A Ásia do século VIII era um mosaico em constante mudança de diferentes tribos e poderes regionais, lutando por direitos comerciais, poder político e/ou hegemonia religiosa. A época era caracterizada por um conjunto vertiginoso de batalhas, alianças, cruzamentos e traições.
Na época, ninguém poderia ter sabido que uma batalha em particular, que aconteceu nas margens do rio Talas no atual Quirguistão, iria parar os avanços árabes e chineses na Ásia Central e fixar a fronteira entre a Ásia budista/ confucionista e islâmica.

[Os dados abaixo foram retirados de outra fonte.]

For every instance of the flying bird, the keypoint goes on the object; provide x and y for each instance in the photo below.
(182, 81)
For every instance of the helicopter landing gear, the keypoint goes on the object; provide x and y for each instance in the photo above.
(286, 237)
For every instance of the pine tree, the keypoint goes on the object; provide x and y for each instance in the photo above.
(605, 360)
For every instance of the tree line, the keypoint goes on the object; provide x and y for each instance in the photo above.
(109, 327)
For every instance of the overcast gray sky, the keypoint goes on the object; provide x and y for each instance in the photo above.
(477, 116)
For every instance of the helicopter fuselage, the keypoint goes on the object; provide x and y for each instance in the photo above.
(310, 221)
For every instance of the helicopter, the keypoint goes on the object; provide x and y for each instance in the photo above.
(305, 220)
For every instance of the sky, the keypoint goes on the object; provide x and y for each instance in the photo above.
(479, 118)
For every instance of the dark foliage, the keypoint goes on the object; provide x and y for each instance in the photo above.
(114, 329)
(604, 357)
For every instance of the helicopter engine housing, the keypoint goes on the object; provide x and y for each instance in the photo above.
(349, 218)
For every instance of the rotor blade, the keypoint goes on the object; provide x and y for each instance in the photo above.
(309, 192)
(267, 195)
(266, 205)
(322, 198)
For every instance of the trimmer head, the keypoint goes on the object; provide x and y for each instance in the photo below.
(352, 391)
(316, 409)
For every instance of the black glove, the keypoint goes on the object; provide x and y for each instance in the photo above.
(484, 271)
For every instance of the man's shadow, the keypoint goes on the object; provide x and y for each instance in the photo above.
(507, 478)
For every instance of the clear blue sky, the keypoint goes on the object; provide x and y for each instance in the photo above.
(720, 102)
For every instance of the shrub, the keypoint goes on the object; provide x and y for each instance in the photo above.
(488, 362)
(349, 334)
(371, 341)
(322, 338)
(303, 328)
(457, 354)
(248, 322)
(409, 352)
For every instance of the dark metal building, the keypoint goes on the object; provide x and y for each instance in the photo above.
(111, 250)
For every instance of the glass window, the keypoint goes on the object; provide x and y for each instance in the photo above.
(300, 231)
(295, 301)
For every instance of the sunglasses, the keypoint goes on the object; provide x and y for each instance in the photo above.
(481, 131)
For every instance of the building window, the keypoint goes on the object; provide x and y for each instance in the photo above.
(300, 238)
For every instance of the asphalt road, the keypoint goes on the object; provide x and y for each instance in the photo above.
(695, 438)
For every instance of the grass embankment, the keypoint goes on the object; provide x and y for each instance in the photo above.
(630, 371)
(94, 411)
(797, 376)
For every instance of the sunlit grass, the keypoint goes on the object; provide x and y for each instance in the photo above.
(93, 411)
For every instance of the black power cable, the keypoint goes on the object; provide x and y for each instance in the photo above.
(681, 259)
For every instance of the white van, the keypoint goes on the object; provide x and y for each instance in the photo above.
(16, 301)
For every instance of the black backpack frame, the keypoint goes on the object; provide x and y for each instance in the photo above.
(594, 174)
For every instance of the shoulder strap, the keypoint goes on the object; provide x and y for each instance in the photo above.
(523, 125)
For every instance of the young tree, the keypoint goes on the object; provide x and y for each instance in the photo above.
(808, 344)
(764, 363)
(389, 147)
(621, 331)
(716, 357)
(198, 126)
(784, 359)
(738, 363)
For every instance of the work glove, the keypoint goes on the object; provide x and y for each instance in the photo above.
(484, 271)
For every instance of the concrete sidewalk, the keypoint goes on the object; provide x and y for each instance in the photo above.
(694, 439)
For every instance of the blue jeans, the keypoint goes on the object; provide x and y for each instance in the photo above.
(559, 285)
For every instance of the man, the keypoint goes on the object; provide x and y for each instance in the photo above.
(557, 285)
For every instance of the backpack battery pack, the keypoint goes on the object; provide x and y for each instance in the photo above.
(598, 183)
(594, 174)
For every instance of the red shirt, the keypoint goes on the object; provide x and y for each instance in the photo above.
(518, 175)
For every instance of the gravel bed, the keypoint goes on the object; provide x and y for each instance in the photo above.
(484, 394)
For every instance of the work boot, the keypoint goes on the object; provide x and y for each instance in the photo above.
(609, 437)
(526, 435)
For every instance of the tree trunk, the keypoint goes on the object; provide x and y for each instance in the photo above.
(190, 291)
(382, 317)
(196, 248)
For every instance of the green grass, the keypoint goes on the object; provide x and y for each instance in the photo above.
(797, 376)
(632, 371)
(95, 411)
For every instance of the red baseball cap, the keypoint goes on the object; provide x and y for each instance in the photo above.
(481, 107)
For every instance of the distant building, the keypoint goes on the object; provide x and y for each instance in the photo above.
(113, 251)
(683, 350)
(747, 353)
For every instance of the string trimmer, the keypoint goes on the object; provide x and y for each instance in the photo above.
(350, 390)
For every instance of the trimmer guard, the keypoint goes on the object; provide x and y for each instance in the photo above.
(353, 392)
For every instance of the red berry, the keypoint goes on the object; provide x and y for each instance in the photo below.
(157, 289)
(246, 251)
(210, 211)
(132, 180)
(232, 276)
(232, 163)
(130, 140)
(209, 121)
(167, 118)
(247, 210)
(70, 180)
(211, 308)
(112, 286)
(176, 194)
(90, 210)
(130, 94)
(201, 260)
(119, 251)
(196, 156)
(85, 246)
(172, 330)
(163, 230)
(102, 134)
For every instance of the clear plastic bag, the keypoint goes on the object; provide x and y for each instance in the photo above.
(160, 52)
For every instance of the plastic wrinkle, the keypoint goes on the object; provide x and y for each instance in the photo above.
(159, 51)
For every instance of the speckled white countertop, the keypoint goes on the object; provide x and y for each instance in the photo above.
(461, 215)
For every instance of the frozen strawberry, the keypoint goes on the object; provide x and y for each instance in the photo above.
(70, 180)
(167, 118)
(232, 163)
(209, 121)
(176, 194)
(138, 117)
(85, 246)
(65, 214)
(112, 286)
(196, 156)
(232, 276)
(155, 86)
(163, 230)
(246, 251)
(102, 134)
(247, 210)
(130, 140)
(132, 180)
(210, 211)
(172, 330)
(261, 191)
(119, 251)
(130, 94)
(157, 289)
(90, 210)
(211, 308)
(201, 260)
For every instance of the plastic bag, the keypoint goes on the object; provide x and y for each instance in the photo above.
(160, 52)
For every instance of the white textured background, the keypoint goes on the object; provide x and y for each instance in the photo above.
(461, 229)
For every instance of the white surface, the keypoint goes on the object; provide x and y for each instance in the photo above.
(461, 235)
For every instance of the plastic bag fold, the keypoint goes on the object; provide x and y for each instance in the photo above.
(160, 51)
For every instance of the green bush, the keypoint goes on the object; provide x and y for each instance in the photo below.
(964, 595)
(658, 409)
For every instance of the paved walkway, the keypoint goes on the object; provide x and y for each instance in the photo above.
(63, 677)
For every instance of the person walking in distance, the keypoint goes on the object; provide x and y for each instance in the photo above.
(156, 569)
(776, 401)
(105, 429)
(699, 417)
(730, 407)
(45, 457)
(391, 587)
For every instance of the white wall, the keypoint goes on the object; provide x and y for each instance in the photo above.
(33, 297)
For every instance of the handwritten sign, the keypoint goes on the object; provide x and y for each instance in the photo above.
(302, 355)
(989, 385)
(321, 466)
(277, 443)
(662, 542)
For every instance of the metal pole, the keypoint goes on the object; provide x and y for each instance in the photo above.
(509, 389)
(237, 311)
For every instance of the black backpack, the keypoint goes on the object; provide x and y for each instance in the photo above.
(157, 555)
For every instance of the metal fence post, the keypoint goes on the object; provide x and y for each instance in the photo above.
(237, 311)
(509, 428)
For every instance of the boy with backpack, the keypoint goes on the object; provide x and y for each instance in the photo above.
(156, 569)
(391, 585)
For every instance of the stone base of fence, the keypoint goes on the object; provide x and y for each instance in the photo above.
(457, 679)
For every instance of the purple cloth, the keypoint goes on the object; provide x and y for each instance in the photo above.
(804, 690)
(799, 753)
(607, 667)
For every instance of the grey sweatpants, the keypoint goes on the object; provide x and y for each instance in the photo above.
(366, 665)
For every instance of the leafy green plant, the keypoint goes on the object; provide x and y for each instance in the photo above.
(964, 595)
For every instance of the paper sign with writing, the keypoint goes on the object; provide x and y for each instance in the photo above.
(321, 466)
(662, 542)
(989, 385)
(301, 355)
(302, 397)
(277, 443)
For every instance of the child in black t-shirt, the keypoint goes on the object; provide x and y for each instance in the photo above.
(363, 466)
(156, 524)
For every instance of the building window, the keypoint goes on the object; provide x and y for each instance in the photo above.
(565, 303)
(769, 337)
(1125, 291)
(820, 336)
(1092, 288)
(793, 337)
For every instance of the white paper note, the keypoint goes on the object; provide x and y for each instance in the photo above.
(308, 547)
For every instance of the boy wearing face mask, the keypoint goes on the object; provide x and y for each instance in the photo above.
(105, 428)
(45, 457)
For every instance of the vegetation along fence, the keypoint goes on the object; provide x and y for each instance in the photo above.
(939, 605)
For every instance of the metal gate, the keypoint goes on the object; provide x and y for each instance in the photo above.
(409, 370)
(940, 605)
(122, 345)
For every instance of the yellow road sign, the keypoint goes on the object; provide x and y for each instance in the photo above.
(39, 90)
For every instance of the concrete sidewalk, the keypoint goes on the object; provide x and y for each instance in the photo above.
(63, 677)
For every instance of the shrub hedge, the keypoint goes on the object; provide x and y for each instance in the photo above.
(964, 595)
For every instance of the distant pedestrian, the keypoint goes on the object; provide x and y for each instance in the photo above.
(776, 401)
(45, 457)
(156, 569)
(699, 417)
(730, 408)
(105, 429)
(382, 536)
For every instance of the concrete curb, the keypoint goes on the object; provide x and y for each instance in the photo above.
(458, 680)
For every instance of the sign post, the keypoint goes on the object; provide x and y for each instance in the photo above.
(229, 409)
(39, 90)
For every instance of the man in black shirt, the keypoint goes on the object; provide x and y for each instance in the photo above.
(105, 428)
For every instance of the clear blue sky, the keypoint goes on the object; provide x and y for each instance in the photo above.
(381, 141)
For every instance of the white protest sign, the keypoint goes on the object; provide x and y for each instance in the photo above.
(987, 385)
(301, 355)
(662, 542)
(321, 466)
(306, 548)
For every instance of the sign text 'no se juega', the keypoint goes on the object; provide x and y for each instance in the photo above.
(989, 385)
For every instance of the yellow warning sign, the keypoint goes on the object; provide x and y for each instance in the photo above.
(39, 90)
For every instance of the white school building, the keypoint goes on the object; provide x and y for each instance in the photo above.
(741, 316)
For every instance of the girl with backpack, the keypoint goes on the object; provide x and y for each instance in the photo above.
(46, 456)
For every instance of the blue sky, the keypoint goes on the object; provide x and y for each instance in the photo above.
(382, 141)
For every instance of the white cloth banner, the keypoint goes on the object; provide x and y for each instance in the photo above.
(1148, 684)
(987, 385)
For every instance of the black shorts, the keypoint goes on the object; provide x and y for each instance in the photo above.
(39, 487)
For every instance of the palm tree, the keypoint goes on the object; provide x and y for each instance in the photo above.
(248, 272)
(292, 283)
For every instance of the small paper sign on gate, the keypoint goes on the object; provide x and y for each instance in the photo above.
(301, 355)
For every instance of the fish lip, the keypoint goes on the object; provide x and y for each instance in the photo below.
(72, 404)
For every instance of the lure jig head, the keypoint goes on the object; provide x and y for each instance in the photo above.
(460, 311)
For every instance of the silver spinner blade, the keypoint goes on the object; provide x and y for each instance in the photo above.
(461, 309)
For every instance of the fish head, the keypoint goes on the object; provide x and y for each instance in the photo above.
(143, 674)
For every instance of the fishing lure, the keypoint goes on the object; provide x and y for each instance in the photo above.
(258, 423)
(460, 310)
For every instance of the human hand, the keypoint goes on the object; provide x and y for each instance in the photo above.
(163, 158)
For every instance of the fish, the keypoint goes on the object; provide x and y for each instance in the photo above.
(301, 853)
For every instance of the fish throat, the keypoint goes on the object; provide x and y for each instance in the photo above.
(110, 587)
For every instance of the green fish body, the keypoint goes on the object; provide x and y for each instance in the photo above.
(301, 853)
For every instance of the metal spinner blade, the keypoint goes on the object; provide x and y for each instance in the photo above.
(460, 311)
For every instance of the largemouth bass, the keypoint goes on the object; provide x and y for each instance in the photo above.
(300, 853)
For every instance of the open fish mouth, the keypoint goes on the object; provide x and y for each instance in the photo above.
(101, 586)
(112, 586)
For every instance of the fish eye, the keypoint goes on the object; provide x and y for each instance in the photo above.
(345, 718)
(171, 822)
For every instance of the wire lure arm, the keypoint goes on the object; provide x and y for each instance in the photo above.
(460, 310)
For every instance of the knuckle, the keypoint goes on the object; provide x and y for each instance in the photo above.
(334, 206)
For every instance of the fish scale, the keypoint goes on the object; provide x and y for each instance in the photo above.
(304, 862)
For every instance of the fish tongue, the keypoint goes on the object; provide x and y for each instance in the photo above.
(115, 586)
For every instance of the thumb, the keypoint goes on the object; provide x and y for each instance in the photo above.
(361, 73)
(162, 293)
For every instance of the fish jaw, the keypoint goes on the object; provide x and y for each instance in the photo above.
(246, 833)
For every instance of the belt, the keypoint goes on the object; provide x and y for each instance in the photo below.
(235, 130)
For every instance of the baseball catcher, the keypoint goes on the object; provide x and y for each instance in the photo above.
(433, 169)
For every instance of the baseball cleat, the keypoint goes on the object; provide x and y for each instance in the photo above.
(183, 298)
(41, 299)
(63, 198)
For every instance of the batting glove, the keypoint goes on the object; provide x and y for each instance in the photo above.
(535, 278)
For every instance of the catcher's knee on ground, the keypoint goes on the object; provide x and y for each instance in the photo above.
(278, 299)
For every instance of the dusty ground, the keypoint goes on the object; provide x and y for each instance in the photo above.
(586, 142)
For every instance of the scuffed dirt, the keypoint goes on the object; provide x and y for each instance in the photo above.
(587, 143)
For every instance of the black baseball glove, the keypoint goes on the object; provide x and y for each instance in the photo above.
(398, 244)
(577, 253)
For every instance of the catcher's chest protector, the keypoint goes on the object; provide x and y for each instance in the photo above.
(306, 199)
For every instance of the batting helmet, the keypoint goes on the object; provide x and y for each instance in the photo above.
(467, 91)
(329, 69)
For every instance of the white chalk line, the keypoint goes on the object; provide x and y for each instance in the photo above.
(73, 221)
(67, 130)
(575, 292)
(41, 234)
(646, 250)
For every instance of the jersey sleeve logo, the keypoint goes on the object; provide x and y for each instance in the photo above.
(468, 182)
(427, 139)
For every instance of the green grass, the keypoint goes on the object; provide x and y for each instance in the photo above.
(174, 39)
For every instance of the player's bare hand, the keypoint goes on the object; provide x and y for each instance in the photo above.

Nenhum dos combatentes poderia ter previsto que esta batalha seria instrumental na transmissão de uma invenção-chave da China para o mundo ocidental: a arte da fabricação de papel, uma tecnologia que alteraria a história do mundo para sempre.
Antecedentes
Durante algum tempo, o poderoso Império Tang (618-906) e seus predecessores tinham expandido a influência chinesa na Ásia Central. A China usou o “poder suave” em sua maior parte, contando com uma série de acordos comerciais e protetores nominais, em vez de conquistas militares para controlar a Ásia Central. O inimigo mais problemático enfrentado pelos Tang a partir de 640 à frente era o poderoso Império Tibetano, estabelecido por Songtsan Gampo.
O controle do que é agora Xinjiang, China Ocidental, e províncias vizinhas movia-se para frente e para trás entre a China e o Tibet ao longo dos séculos sétimo e oitavo. A China também enfrentou os desafios dos uigures turcos no noroeste, dos turfans indo-europeus e das tribos lao/thai nas fronteiras sul da China.
A ascensão dos árabes
Enquanto os Tang estavam ocupados com todos esses adversários, uma nova superpotência emergia no Oriente Médio. O Profeta Maomé morreu em 632, e os fiéis muçulmanos sob a dinastia Omíada (661-750) logo trouxeram vastas áreas sob seu domínio. Da Espanha e Portugal no Oeste, através do norte da África e do Oriente Médio, para as cidades oásis de Merv, Tashkent e Samarcanda no leste, a conquista árabe se espalhou com velocidade surpreendente. Os interesses da China na Ásia Central voltaram pelo menos até 97 a.C., quando o general Ban Chao da Dinastia Han conduziu um exército de 70 mil homens até Merv (no que é hoje o Turcomenistão ), em busca de tribos de bandidos que saqueavam as primeiras caravanas da Rota da Seda.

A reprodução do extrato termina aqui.